Source: MacDonald, C. J., & Tonegawa, S. (2021). Crucial role for CA2 inputs in the sequential organization of CA1 time cells supporting memory. Proceedings of the National Academy of Sciences, 118(3), e2020698118. https://doi.org/10.1073/pnas.2020698118

 Join in me in a favorite childhood memory! I’m three: swinging inside a red canvas hammock my parents hung between two trees. This memory has place details, like where it occurred and what my senses experienced. Mingled with this information is a sense of time: how I first got into the hammock, then rocked in a certain rhythm, and finally drifted to sleep. How does the brain store memories like this? Are space and time details saved together, separately, or both? Do different parts of the brain help store these memory components?

Figure 1: Schematic of the mouse behavioral task

Figure 1: Schematic of the mouse behavioral task

These are the questions researchers MacDonald and Tonegawa explored in an exciting scientific paper published in 2021. One area of the brain that is particularly important for making memories of events is the hippocampus (HPC). Prior work provided clues about how individual HPC neurons might help represent place and time details of an experience. For example, there are place cells, found in a part of HPC called CA1, that fire electrical signals when animals cross certain areas, like the part of the yard that contained my hammock. There are also time cells in CA1 that fire during intervals of a structured experience. In this way, a group of time cells might fire one after the other, throughout each second of a hammock swing. The authors of this paper wanted to understand if place and time cells are interdependent and if they receive the similar electrical inputs.
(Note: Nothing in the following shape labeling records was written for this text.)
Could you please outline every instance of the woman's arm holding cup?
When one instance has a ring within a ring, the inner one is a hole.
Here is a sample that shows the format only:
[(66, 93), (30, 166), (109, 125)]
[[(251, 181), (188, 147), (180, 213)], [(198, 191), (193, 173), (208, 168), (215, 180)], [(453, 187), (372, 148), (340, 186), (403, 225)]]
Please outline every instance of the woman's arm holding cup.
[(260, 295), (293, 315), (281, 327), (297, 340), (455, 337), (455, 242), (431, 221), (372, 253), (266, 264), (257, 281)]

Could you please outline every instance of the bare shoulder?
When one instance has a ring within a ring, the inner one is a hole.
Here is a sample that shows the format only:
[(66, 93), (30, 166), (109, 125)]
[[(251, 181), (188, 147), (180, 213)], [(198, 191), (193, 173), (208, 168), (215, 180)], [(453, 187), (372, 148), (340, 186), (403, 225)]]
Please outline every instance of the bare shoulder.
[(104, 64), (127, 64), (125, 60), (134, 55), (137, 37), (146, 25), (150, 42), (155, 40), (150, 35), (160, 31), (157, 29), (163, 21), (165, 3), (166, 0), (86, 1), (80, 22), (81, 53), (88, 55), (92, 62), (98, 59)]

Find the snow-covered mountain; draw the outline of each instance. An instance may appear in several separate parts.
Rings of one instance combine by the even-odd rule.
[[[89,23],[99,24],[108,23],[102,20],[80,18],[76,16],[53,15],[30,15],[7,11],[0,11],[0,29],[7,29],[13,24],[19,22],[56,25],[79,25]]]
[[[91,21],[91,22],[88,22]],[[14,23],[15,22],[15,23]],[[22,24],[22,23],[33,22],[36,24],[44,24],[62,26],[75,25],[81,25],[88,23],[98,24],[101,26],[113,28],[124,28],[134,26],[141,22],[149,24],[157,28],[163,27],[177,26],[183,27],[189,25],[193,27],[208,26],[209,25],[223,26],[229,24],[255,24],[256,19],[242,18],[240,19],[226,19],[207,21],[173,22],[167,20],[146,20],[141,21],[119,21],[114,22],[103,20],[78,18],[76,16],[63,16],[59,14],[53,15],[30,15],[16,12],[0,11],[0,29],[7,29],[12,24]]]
Specifically, they were interested in the relative importance of input from CA2, another region of HPC that drives activity in CA1, for time and place cell firing.

To test these ideas, the authors tasked mice to alternate between turning left and right to receive a reward. The mice run through a loop after deciding, returning back to the intersection again. The authors added a treadmill that delays the mouse’s return to the intersection by 10 seconds. While running in place, the mouse CA1 is only storing time information. While running through the left or right maze loops, the mouse CA1 encodes space and time. While mice ran through this maze and on the treadmill, the authors recorded CA1 activity using small bendy electrodes inserted painlessly into HPC through tiny openings in the skull.

The scientists then used a technique called optogenetics to selectively turn off CA2. This involved expressing a protein which, when exposed to yellow light, silences the electrical activity of neurons in CA2. This way, the authors could precisely turn off CA2 activity during treadmill or loop running. Turning off CA2 during time-coding reduced how accurately mice alternated left and right. During time coding with the light is on and CA2 input is lost, the authors noted that time cells fired erratically, sending signals outside their precise interval. Looking at many time cells’ activity (Figure 2A) with CA2 inhibition, where brighter colors means increased firing, there is no longer smooth sequence of time cells firing one after another during the 10 second span of treadmill running. Place cell sequences were not affected (Figure 2B). If you turned off CA2 in my brain when I was three, I might falsely remember my hammock bouncing around between locations in its arc instead of smoothly swinging.  

Figure 2A-B. Turning off CA2 inputs disrupts how time but not place sequences are represented by groups of neurons. Each row is a neuron that fired most at a specific time (A) or place (B), sorted by time (A) or by position in the loop (B) shown in the columns.

Figure 2A-B. Turning off CA2 inputs disrupts how time but not place sequences are represented by groups of neurons. Each row is a neuron that fired most at a specific time (A) or place (B), sorted by time (A) or by position in the loop (B) shown in the columns.

Ultimately, this paper suggests that CA2 is a critical driver of time but not place cell activity. With less CA2 input, time cells fire imprecisely, leading to worse memory performance. This deepens our understanding of how event-based memories are stored by HPC, and how our brains record our experiences.